Le premier principe variationnel en physique a été articulé par Euclide dans sa Catoptrica. Il dit que, pour le chemin de la lumière se réfléchissant sur un miroir, l'angle d'incidence égale l'angle de réflexion. Héron d'Alexandrie a montré plus tard que ce chemin donnait la longueur la plus courte et le temps le moins long. Fermat a affiné et généralisé cela à « la lumière voyage entre deux points donnés le long du chemin du temps le plus court » maintenant connu comme le principe du temps minimum. Pour cela, Fermat est reconnu comme une figure clé dans le développement historique du principe fondamental d'action minimale en physique. Les termes principe de Fermat et fonctionnelle de Fermat ont été nommés en reconnaissance de ce rôle.
Mort
Pierre de Fermat est mort le 12 janvier 1665, à Castres, dans le département actuel du Tarn. Le plus ancien et le plus prestigieux lycée de Toulouse porte son nom : le Lycée Pierre-de-Fermat . Le sculpteur français Théophile Barrau a réalisé une statue en marbre nommée Hommage à Pierre Fermat en hommage à Fermat, maintenant au Capitole de Toulouse.
- Lieu de sépulture de Pierre de Fermat à la Place Jean Jaurés, Castres. Traduction de la plaque : en ce lieu a été enterré le 13 janvier 1665, Pierre de Fermat, conseiller à la Chambre de l'Édit une cour établie par l'Édit de Nantes et mathématicien de grande renommée, célèbre pour son théorème, an + bn ≠ cn pour n>2
- Monument à Fermat à Beaumont-de-Lomagne
- Buste dans la Salle Henri-Martin au Capitole de Toulouse
- Testament holographe écrit à la main par Fermat le 4 mars 1660—conservé aux Archives Départementales de Haute-Garonne, à Toulouse
Évaluation de ses travaux
Avec René Descartes, Fermat était l'un des deux principaux mathématiciens de la première moitié du XVIIe siècle.
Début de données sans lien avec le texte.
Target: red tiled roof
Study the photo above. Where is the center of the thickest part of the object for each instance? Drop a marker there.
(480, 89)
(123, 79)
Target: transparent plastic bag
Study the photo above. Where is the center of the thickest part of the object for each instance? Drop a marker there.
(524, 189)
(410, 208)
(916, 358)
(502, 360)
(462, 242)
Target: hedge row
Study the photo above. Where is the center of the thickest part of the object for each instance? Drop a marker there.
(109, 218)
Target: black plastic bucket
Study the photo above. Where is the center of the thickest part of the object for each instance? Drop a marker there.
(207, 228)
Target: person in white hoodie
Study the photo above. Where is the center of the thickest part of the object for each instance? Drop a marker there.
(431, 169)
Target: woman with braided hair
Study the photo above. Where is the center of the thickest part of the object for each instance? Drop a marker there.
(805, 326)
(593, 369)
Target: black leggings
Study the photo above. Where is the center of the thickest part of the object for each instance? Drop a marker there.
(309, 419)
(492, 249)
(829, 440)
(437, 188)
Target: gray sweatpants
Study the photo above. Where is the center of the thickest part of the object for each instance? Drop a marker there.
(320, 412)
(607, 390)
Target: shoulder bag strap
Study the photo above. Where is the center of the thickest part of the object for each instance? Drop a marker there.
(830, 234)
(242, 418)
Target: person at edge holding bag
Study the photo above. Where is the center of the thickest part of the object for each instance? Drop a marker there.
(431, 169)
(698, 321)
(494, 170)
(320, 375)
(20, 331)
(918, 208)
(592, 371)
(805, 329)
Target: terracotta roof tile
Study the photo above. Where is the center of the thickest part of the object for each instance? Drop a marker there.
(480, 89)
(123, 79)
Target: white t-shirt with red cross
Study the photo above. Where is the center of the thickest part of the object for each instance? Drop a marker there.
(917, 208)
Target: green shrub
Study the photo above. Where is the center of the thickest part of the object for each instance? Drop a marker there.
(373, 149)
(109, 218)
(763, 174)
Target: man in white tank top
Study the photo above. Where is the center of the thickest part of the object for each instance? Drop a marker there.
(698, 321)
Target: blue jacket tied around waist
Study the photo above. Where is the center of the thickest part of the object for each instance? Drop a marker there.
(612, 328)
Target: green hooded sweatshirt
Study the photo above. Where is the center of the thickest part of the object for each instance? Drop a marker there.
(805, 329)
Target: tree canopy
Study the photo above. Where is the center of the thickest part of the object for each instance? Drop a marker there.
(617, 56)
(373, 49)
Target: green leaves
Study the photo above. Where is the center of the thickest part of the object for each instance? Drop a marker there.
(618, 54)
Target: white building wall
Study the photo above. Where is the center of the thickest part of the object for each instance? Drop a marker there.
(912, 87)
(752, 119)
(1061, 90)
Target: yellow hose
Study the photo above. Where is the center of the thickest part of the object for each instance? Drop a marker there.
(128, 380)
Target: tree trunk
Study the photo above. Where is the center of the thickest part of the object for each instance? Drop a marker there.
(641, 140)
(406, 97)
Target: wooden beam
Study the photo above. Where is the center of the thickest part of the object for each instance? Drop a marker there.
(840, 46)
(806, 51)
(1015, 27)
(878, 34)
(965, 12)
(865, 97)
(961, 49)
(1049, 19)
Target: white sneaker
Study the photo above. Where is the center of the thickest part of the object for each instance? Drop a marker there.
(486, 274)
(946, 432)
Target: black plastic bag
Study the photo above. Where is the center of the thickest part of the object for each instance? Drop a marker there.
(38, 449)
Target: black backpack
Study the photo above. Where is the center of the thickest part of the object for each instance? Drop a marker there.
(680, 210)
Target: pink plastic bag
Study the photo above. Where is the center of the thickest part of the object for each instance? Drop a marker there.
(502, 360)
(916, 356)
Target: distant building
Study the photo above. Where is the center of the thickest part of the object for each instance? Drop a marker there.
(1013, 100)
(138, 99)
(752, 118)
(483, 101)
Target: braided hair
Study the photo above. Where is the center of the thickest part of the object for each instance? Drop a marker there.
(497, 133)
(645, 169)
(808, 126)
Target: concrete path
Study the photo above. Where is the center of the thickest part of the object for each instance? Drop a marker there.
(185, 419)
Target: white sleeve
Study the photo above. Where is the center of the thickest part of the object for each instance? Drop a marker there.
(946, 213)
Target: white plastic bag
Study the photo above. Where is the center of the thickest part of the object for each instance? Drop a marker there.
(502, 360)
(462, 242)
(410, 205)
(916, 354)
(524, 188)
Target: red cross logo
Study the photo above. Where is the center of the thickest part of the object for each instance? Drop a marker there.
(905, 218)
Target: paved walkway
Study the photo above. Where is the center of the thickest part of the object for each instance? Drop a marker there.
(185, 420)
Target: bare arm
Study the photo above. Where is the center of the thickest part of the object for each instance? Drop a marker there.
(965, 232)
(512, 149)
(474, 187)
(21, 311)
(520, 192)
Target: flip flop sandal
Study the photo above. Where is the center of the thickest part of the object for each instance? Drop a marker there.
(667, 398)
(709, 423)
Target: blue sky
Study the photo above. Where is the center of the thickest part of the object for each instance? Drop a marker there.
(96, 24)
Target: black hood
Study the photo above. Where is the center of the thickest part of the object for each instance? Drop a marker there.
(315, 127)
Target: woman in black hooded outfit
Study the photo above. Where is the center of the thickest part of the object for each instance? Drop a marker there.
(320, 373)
Selon Peter L. Bernstein, Fermat « était un mathématicien d'une puissance rare. Il était un inventeur indépendant de la géométrie analytique, il a contribué au développement précoce du calcul, il a fait des recherches sur le poids de la terre, et il a travaillé sur la réfraction de la lumière et l'optique. Au cours de ce qui s'est avéré être une correspondance prolongée avec Blaise Pascal, il a apporté une contribution significative à la théorie des probabilités. Mais le couronnement de la réussite de Fermat était dans la théorie des nombres. »
Concernant les travaux de Fermat en analyse, Isaac Newton a écrit que ses propres idées précoces sur le calcul provenaient directement de « la manière de Fermat de tracer les tangentes. »

Concernant les travaux de théorie des nombres de Fermat, le mathématicien du XXe siècle André Weil a écrit que : « ce que nous possédons de ses méthodes pour traiter les courbes de genre 1 est remarquablement cohérent ; c'est encore la fondation de la théorie moderne de telles courbes. Il se divise naturellement en deux parties ; le premier... peut commodément être appelé une méthode de montée, en contraste avec la descente qui est à juste titre considérée comme celle de Fermat. » Concernant l'utilisation de la montée par Fermat, Weil a continué : « La nouveauté consistait dans l'usage vastement étendu que Fermat en a fait, lui donnant au moins un équivalent partiel de ce que nous obtiendrions par l'utilisation systématique des propriétés théoriques des groupes des points rationnels sur une cubique standard. » Avec son talent pour les relations de nombres et sa capacité à trouver des preuves pour beaucoup de ses théorèmes, Fermat a essentiellement créé la théorie moderne des nombres.